I'm reading the paper below and I have some trouble , understanding the concept of negative sampling.

http://arxiv.org/pdf/1402.3722v1.pdf

Can anyone help , please?

machine-learning nlp

0 votes

I'm reading the paper below and I have some trouble , understanding the concept of negative sampling.

http://arxiv.org/pdf/1402.3722v1.pdf

Can anyone help , please?

machine-learning nlp

+1 vote

Best answer

**Word2vec **is a two-layer neural net that processes text. Word2Vec method is used in Natural Language Processing (NLP) for vectorization of words. Its input is a text corpus and its output is a set of vectors that are feature vectors for words in that corpus. It is used to maximize the similarity between the vectors for words that appear equally likely together in the text, and minimize the similarity of words.

**The formula for word2vec:**

v_c * v_w

-------------------

sum(v_c1 * v_w)

The numerator is the relationship between words c (the context) and w (the target) word.

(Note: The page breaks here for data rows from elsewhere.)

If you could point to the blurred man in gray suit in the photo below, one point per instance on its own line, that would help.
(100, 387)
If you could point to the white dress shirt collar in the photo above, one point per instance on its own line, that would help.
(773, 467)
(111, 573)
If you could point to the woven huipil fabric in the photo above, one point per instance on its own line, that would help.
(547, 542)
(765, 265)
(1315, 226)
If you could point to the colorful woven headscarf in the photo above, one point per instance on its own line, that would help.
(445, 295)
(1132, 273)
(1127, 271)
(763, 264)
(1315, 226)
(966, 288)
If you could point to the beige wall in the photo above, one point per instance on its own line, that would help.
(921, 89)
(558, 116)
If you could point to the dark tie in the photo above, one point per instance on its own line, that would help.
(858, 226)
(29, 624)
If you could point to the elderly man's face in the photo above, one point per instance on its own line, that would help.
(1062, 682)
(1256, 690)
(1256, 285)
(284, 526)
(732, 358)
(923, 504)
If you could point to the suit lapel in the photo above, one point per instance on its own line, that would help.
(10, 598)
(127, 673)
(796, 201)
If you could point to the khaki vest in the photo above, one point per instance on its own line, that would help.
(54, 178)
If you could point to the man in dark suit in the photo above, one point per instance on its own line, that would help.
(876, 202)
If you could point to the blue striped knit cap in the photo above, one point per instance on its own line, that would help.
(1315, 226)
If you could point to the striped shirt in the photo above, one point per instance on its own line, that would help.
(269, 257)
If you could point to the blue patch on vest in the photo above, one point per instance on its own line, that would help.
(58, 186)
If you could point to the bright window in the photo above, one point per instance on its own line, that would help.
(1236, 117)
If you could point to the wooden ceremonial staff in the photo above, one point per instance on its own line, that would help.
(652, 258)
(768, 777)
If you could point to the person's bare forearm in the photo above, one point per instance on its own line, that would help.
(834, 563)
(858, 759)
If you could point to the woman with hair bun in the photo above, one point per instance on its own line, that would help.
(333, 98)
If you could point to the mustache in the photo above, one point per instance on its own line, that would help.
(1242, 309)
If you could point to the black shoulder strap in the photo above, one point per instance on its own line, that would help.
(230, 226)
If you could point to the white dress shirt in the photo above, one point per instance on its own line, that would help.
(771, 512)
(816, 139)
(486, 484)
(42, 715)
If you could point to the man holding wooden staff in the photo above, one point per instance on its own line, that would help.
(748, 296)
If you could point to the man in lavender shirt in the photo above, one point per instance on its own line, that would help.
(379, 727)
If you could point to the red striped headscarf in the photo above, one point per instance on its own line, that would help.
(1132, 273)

The denominator calculates the similarity of all other contexts c1 and the target word w. Maximizing this ratio ensures words that appear closer together in the text have more similar vectors than words that do not.

Its computations can be quite slow. Negative sampling is one of the ways of solving this problem, just select a couple of contexts c1 at random. For example, if ‘cat’ appears in the context of ‘food’, then the vector of ‘food’ is more similar to the vector of ‘cat’, than the vectors of several other randomly chosen words, instead of all other words in the language. This makes word2vec quite faster to train.

Hope this answer helps.